En un par de años los almogávares reparten chapapote a los turcos por todos lados y recuperan casi toda la costa de Asia Menor para Bizancio, hasta llegar al punto en que, aburridos (tengan presente que los turcos apenas presentaban oposición, de forma que en batallas como la de Filadelfia, por ejemplo, los almogávares sólo pudieron exterminar a 18.000 soldaditos, sí sí, 18.000, una nimiedad para 2.500 españoles como Dios manda), se plantean fundar su propio reino en Asia Menor a partir de las conquistas efectuadas a los turcos.
Viéndolas venir, el emperador Andrónico se inventa el bulo de un supuesto ataque búlgaro a Constantinopla para obligarles a volver a la capital, con el consiguiente cabreo de los almogávares al descubrir el engaño.

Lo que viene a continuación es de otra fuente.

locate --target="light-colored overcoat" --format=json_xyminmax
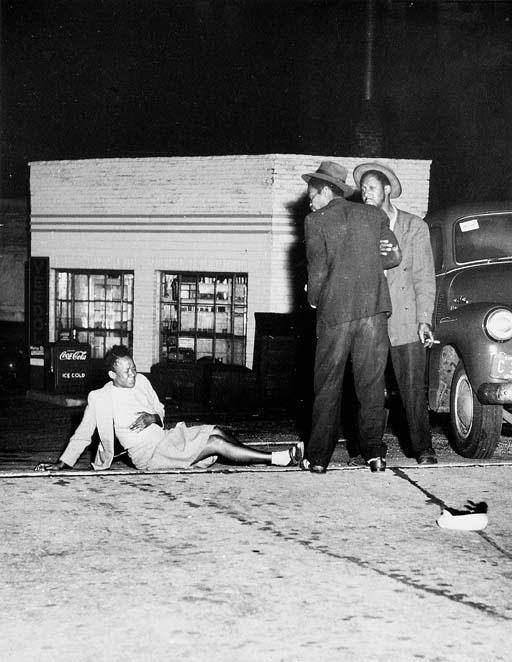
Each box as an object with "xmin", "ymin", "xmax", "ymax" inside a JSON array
[
  {"xmin": 387, "ymin": 209, "xmax": 436, "ymax": 346},
  {"xmin": 59, "ymin": 374, "xmax": 165, "ymax": 471}
]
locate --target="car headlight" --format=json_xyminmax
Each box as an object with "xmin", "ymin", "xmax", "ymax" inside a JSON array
[{"xmin": 485, "ymin": 308, "xmax": 512, "ymax": 342}]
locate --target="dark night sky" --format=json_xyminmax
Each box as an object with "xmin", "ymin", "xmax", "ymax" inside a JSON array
[{"xmin": 0, "ymin": 0, "xmax": 512, "ymax": 207}]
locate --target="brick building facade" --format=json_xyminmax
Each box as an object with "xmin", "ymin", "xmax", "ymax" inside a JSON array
[{"xmin": 30, "ymin": 154, "xmax": 430, "ymax": 378}]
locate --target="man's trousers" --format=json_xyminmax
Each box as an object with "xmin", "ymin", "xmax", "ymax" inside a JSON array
[
  {"xmin": 390, "ymin": 341, "xmax": 432, "ymax": 457},
  {"xmin": 306, "ymin": 313, "xmax": 389, "ymax": 467}
]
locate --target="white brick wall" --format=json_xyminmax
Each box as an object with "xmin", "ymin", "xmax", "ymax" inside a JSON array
[{"xmin": 30, "ymin": 154, "xmax": 430, "ymax": 371}]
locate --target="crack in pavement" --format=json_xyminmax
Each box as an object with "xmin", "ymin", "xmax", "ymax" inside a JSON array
[{"xmin": 122, "ymin": 482, "xmax": 512, "ymax": 621}]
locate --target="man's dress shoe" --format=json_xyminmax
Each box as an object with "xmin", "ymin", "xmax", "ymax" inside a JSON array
[
  {"xmin": 368, "ymin": 457, "xmax": 386, "ymax": 472},
  {"xmin": 300, "ymin": 459, "xmax": 327, "ymax": 474},
  {"xmin": 416, "ymin": 449, "xmax": 437, "ymax": 464}
]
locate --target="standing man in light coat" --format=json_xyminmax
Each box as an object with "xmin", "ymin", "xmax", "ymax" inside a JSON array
[{"xmin": 353, "ymin": 162, "xmax": 437, "ymax": 464}]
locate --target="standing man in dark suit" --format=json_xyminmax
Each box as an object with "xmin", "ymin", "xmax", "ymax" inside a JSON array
[
  {"xmin": 302, "ymin": 161, "xmax": 400, "ymax": 473},
  {"xmin": 354, "ymin": 162, "xmax": 437, "ymax": 464}
]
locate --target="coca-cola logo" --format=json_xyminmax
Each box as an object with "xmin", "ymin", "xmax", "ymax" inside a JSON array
[{"xmin": 59, "ymin": 349, "xmax": 87, "ymax": 361}]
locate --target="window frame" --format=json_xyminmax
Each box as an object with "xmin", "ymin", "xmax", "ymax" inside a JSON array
[
  {"xmin": 54, "ymin": 268, "xmax": 135, "ymax": 360},
  {"xmin": 158, "ymin": 270, "xmax": 249, "ymax": 365}
]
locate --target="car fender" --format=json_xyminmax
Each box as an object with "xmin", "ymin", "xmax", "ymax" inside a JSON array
[{"xmin": 428, "ymin": 303, "xmax": 512, "ymax": 411}]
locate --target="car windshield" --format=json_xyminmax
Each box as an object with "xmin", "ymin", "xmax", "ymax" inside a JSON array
[{"xmin": 455, "ymin": 213, "xmax": 512, "ymax": 264}]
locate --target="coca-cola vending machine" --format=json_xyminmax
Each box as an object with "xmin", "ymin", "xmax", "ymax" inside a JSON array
[{"xmin": 50, "ymin": 340, "xmax": 91, "ymax": 394}]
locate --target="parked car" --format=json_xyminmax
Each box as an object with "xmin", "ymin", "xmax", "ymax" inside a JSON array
[{"xmin": 425, "ymin": 202, "xmax": 512, "ymax": 458}]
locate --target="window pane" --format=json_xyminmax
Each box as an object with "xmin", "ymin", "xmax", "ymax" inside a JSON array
[
  {"xmin": 92, "ymin": 301, "xmax": 106, "ymax": 329},
  {"xmin": 215, "ymin": 306, "xmax": 231, "ymax": 333},
  {"xmin": 74, "ymin": 274, "xmax": 89, "ymax": 301},
  {"xmin": 91, "ymin": 275, "xmax": 105, "ymax": 301},
  {"xmin": 160, "ymin": 272, "xmax": 247, "ymax": 365},
  {"xmin": 197, "ymin": 305, "xmax": 213, "ymax": 333},
  {"xmin": 180, "ymin": 306, "xmax": 196, "ymax": 331},
  {"xmin": 73, "ymin": 301, "xmax": 89, "ymax": 329},
  {"xmin": 123, "ymin": 274, "xmax": 133, "ymax": 301},
  {"xmin": 56, "ymin": 272, "xmax": 71, "ymax": 299},
  {"xmin": 180, "ymin": 276, "xmax": 197, "ymax": 303},
  {"xmin": 233, "ymin": 338, "xmax": 245, "ymax": 365},
  {"xmin": 196, "ymin": 338, "xmax": 213, "ymax": 359},
  {"xmin": 216, "ymin": 278, "xmax": 233, "ymax": 302},
  {"xmin": 55, "ymin": 272, "xmax": 133, "ymax": 358},
  {"xmin": 105, "ymin": 276, "xmax": 122, "ymax": 301},
  {"xmin": 233, "ymin": 306, "xmax": 247, "ymax": 336}
]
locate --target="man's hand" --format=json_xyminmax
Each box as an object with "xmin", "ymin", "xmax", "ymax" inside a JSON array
[
  {"xmin": 380, "ymin": 239, "xmax": 397, "ymax": 256},
  {"xmin": 34, "ymin": 460, "xmax": 66, "ymax": 471},
  {"xmin": 130, "ymin": 411, "xmax": 162, "ymax": 432},
  {"xmin": 379, "ymin": 239, "xmax": 402, "ymax": 269},
  {"xmin": 418, "ymin": 322, "xmax": 434, "ymax": 348}
]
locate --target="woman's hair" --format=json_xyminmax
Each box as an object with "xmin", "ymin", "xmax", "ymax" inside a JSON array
[
  {"xmin": 104, "ymin": 345, "xmax": 132, "ymax": 371},
  {"xmin": 308, "ymin": 177, "xmax": 343, "ymax": 198},
  {"xmin": 360, "ymin": 170, "xmax": 391, "ymax": 187}
]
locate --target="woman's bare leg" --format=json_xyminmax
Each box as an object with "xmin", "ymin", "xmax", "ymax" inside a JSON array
[{"xmin": 194, "ymin": 428, "xmax": 272, "ymax": 464}]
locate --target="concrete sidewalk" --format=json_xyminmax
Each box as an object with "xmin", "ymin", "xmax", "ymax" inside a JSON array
[
  {"xmin": 0, "ymin": 466, "xmax": 512, "ymax": 662},
  {"xmin": 0, "ymin": 399, "xmax": 512, "ymax": 662},
  {"xmin": 0, "ymin": 397, "xmax": 512, "ymax": 476}
]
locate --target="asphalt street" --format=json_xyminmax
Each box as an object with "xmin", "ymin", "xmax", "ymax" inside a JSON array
[{"xmin": 0, "ymin": 399, "xmax": 512, "ymax": 662}]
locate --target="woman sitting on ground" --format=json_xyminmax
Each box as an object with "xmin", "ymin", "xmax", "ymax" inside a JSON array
[{"xmin": 35, "ymin": 345, "xmax": 304, "ymax": 471}]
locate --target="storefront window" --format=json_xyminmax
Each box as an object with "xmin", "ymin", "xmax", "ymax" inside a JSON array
[
  {"xmin": 55, "ymin": 271, "xmax": 133, "ymax": 359},
  {"xmin": 160, "ymin": 273, "xmax": 247, "ymax": 365}
]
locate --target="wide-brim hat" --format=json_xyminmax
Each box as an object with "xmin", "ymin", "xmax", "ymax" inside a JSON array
[
  {"xmin": 302, "ymin": 161, "xmax": 354, "ymax": 197},
  {"xmin": 352, "ymin": 161, "xmax": 402, "ymax": 198}
]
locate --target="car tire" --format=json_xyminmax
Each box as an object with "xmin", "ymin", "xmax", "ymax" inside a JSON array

Roger de Flor, un hombre moderado y amante del consenso, acepta no tomar represalias a cambio de una fruslería: toda la Anatolia bizantina para él y los suyos como feudo (nominal, claro, que un español, en la práctica, hace por principios lo que le parezca justo y acorde a su honor, o sea, lo que le salga de los huevos), y los almogávares se disponen a marcharse; el nivel de chapapote sanguinolento estaba descendiendo peligrosamente, pues hacía meses que no mataban a nadie, y su hombría comenzaba a resentirse.
Pero hete aquí que Roger de Flor, confianzudo como era, una vez ha sacado prebendas de su pasteleo con los bizantinos, acepta celebrar un banquete en su honor organizado por Miguel Paleólogo, hijo y heredero del emperador, y se va alegremente al palacio de Miguel en Adrianópolis acompañado por sus más íntimos. Pero el taimado Miguel, en mitad del banquete, da orden a sus hombres de asesinar a Roger y sus oficiales, los cuales, desprevenidos y totalmente borrachos, poco pudieron hacer. Así que los almogávares quedaron descabezados y Miguel se las prometió muy felices: “los turcos, al menos, no son españoles”.
Sin embargo, pronto circuló entre la tropa hispánica un sorprendente mensaje que incitaba a la venganza: “¿Andrónico de rositas? ¿Lo llaman banquete de honor y Miguel Paleólogo asesinando? Hoy 13-M, a las 18 h, en el palacio de MP. Sin mariconadas. Sangre por el honor. Suelta yoyah”, y que provocó que el ejército almogávar dejara bien claro qué ocurre cuando alguien se pasa de listo con los españoles.
Pero no se crean que aquello fue una barbarie, no, una momentánea orgía de sangre llevada por el fervor de la venganza. Bien al contrario, el natural reflexivo y sereno del español en los momentos de crisis se manifestó en toda su majestuosidad, hilando una barbarie seria, bien estructurada y, sobre todo, concienzuda: un año estuvieron los almogávares vengándose del capullo de Miguel Paleólogo, un año, señores, la “Venganza Catalana”, que no dejó piedra sobre piedra de los lugares por donde pasaban los almogávares, imprimiendo un imborrable recuerdo en los pocos afortunados que lograron sobrevivir a ella.
Al final, los almogávares, satisfechos por un ajuste de cuentas proporcionado a la afrenta, abandonan Adrianópolis, cruzan Tracia, que también arrasan, destruyen Tesalónica y acaban asentándose en Atenas, cuyo ducado ofrecen en propiedad a su rey, de forma que, en una de estas alucinantes aventuras tan típicamente hispánicas cuyo final suele ser la conquista de un territorio absurdo, Atenas formó parte de la Corona de Aragón durante casi un siglo, dejando bien claro quién era el auténtico depositario del legado de la cuna de la civilización occidental, pero no precisamente en aquello de la filosofía y esas mariconadas, sino en soltar yoyah con singular eficacia y precisión.